Sweeteners are known to impart a number of characteristics to food including, without limitation, odor, flavor, mouthfeel, and aftertaste. These properties, particularly flavor and aftertaste, are well known to vary over the time of tasting, such that each temporal profile is sweetener-specific (Tunaley, A., “Perceptual Characteristics of Sweeteners”, Progress in Sweeteners, T. H. Grenby, Ed. Elsevier Applied Science, 1989)).
“Tastands” are eatable compounds that reduce or eliminate undesirable tastes in other eatables, and do so at concentrations below those concentrations at which their own tastes are perceptible. Known tastands, including 2,4-dihydroxybenzoic acid, have been claimed to reduce or eliminate undesirable aftertastes, particularly bitter and/or metallic aftertastes, in eatables containing high-intensity sweeteners. U.S. Pat. No. 5,637,618. For the sake of convenience, the term “DHB” is used herein, where appropriate, to mean 2,4-dihydroxybenzoic acid and comestible salts thereof.
Tastands have been claimed to reduce or eliminate undesirable tastes by essentially blocking the undesirable taste interaction with the receptor site on the taste bud, without the tastand's imparting a taste of its own.
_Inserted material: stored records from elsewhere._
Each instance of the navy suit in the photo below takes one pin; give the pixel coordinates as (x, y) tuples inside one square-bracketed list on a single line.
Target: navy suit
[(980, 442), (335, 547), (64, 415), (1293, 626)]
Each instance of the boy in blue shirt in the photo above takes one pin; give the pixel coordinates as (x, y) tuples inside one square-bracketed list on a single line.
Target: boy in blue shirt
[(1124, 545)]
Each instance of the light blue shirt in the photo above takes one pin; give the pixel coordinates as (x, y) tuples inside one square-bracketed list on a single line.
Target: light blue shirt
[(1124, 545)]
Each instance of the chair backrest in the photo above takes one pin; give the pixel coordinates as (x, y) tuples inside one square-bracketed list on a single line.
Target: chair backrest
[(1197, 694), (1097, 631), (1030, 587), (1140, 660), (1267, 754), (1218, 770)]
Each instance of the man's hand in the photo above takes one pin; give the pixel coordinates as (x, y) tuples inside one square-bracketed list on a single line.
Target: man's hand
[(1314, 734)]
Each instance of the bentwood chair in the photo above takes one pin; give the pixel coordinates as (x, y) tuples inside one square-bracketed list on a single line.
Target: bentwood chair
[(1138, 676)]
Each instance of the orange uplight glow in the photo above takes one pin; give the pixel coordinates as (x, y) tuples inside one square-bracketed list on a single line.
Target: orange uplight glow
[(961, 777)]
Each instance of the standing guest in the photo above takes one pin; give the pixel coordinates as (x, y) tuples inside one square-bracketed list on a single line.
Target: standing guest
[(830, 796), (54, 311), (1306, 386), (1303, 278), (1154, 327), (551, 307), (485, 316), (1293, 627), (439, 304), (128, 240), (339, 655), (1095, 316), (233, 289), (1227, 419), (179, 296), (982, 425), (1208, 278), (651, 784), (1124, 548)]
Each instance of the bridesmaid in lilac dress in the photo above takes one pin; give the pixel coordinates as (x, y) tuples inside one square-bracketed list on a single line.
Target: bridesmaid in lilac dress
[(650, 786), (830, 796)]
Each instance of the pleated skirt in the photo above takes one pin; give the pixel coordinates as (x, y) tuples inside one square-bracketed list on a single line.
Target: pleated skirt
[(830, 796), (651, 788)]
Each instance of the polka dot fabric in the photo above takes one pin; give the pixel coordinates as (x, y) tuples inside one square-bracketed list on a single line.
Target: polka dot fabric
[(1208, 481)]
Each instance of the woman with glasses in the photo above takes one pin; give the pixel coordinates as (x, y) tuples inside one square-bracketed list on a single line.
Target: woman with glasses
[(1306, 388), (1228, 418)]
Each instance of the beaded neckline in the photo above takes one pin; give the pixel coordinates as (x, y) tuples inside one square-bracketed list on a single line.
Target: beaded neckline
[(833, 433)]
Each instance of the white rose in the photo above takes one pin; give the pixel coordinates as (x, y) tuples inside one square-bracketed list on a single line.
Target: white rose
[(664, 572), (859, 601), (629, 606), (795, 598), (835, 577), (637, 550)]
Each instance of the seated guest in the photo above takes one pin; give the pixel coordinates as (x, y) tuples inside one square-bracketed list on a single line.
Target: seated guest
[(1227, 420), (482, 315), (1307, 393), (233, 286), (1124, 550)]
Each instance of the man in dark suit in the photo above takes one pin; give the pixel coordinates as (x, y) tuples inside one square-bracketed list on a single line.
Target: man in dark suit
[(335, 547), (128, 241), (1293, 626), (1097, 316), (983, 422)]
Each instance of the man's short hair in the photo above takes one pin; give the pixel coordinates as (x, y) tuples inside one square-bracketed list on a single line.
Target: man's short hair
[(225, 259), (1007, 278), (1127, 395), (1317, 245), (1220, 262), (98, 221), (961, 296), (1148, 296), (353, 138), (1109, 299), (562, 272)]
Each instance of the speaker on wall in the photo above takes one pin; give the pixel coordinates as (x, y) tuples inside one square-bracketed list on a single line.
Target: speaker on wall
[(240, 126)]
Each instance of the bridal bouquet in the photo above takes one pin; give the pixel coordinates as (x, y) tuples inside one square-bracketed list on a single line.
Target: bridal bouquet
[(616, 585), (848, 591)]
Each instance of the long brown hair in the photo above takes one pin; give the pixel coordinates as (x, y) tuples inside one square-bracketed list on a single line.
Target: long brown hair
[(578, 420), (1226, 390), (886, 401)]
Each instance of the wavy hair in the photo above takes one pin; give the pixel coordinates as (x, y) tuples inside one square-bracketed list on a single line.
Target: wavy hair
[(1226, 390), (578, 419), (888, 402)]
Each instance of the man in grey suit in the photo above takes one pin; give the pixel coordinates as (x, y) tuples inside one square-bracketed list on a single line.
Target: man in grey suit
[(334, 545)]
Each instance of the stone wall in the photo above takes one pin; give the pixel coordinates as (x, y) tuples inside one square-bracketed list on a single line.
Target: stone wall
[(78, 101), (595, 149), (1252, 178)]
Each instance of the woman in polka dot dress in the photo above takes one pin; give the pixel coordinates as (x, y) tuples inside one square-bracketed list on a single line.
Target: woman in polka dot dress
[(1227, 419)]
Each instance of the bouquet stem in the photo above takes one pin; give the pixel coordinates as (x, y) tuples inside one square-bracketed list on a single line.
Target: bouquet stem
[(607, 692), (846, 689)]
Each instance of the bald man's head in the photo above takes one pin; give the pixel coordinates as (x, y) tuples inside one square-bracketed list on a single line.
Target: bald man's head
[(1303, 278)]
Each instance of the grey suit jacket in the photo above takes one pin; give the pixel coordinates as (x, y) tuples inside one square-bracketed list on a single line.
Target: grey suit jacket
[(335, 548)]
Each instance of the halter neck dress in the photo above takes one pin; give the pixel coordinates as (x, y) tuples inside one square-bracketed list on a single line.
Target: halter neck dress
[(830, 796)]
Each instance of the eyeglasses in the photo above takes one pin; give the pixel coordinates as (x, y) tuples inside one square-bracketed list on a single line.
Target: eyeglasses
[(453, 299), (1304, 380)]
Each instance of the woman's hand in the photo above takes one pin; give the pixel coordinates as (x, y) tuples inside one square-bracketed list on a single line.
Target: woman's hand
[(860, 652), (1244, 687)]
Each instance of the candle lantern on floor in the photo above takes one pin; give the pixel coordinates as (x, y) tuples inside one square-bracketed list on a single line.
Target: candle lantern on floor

This mechanism has been analogized to competitive inhibition with the binding site of the receptor(s) and/or competitive inhibition with the site(s) that influences the receptor. The tastand has been described as directly interacting with the receptor site for the undesirable taste, thereby preventing interaction of the undesirable taste with the target receptor site.
Sweeteners such as saccharin and 6-methyl-1,2,3-oxathiazin-4(3H)-one-2,2-dioxide potassium salt (acesulfame potassium) are commonly characterized as having bitter and/or metallic aftertastes. Products prepared with 2,4-dihydroxybenzoic acid along with these sweeteners are claimed to display reduced undesirable aftertastes. In contrast, some high-intensity sweeteners, notably sucralose (1,6-dichloro-1,6-dideoxy-β-D-fructofuranosyl-4-chloro-4-deoxy-α-D-galacto-pyranoside) and aspartame (N-L-α-aspartyl-L-phenylalanine methyl ester), display clean sweet tastes very similar to that of sugar (S. G. Wiet and G. A. Miller, Food Chemistry, 58(4):305-311 (1997)). In other words, these compounds are not characterized as having bitter or metallic aftertastes.
Still, high intensity sweeteners such as sucralose and aspartame are reported to have sweetness delivery problems, i.e., delayed onset and lingering of sweetness (S. G. Wiet, et al., J. Food Sci., 58(3):599-602, 666 (1993)). These phenomena arise via mechanisms which are biochemically distinct from those responsible for generating bitter or metallic aftertastes in response to certain other sweeteners (C.-K. Lee, Advances in Carbohydrate Chemistry and Biochemistry, 45:199-351 (1987)).